Many of those employees have found themselves in hot water of their own because of their increased involvement in the scam. Orange County Superior Court records suggest that 11 Arizona rent-a-patients -- all of them current or former Onyx workers -- have cashed checks from Blue Cross totaling more than $400,000 since last September.

Those checks were supposed to go to the Unity clinic.

Remarkably, Unity and another Southern California clinic sued the Arizona rent-a-patients in Orange County Superior Court for breach of contract, fraud and other counts. The suits opened a public-records road map to the case.

Here's how the checks got into the patients' hands instead of being sent directly to the clinics: The Onyx employees are covered by a generous Blue Cross/Blue Shield PPO, or preferred provider option, that allows them to seek medical care from doctors outside the "network." But the policy also calls for insurance reimbursement checks to be issued directly to the patients when they seek out-of-state care for a medical procedure.

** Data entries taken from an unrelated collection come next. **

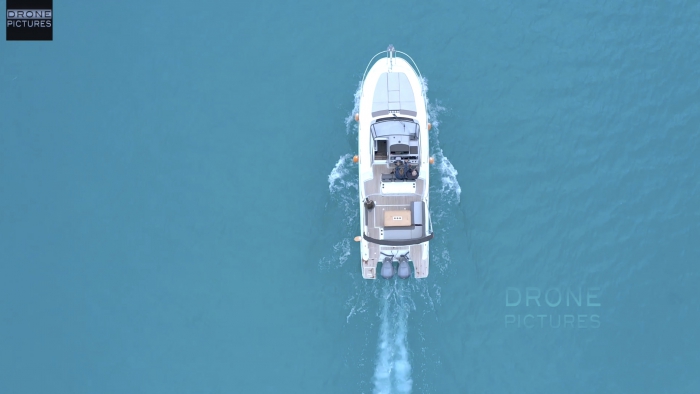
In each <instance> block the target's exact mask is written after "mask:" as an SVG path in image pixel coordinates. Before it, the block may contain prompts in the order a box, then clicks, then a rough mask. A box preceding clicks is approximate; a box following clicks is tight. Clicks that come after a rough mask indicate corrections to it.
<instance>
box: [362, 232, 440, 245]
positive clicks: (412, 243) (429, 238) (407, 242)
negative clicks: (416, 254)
mask: <svg viewBox="0 0 700 394" xmlns="http://www.w3.org/2000/svg"><path fill="white" fill-rule="evenodd" d="M362 238H364V239H365V241H367V242H371V243H373V244H377V245H384V246H408V245H418V244H422V243H423V242H428V241H430V240H431V239H433V233H430V234H428V235H426V236H425V237H421V238H413V239H397V240H390V239H376V238H371V237H369V236H368V235H367V234H362Z"/></svg>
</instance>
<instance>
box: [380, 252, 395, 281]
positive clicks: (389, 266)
mask: <svg viewBox="0 0 700 394" xmlns="http://www.w3.org/2000/svg"><path fill="white" fill-rule="evenodd" d="M393 260H394V259H393V258H392V257H389V256H387V257H384V260H383V261H382V278H384V279H391V278H393V277H394V274H395V272H394V261H393Z"/></svg>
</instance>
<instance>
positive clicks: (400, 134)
mask: <svg viewBox="0 0 700 394" xmlns="http://www.w3.org/2000/svg"><path fill="white" fill-rule="evenodd" d="M417 133H418V123H415V122H413V121H412V120H409V119H405V118H397V119H396V120H393V119H390V120H386V121H383V122H377V123H375V124H373V125H372V137H374V138H380V137H387V136H390V135H407V136H410V137H411V139H415V138H416V137H417Z"/></svg>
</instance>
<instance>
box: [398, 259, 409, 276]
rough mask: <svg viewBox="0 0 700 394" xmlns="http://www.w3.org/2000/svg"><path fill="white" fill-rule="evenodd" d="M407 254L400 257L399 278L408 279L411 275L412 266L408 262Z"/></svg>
mask: <svg viewBox="0 0 700 394" xmlns="http://www.w3.org/2000/svg"><path fill="white" fill-rule="evenodd" d="M407 254H408V253H406V254H405V255H403V256H400V257H399V278H401V279H407V278H408V277H410V276H411V266H410V265H409V264H408V257H407V256H406V255H407Z"/></svg>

It's up to the patients to sign over the checks to their health-care providers.

But several rent-a-patients -- some of whom have undergone repeated medical procedures at Unity and other Southern California clinics -- said that they cashed the checks in part because they were angry at the doctors who operated on them unnecessarily.

Some of the rent-a-patients have retained the Phoenix law firm of Kimerer & Derrick to represent them in the civil case, and in whatever other legal matters may arise.

Also last week, members of the National Health-Care Anti-Fraud Association met for a conference at a Paradise Valley hotel. (NHCAA is a Washington, D.C.-based nonprofit consortium of law enforcement and private health insurers.)

"The apparent dimensions of this scheme are starting to rank up there with the biggest I've seen in my 12 years here," summarizes NHCAA's president Bill Mahon. "We're talking millions and millions of dollars. It's one thing financially. But it's a whole different thing than other scams we've seen like this one -- the doctors are actually cutting on people, not just saying they are. That's very wrong."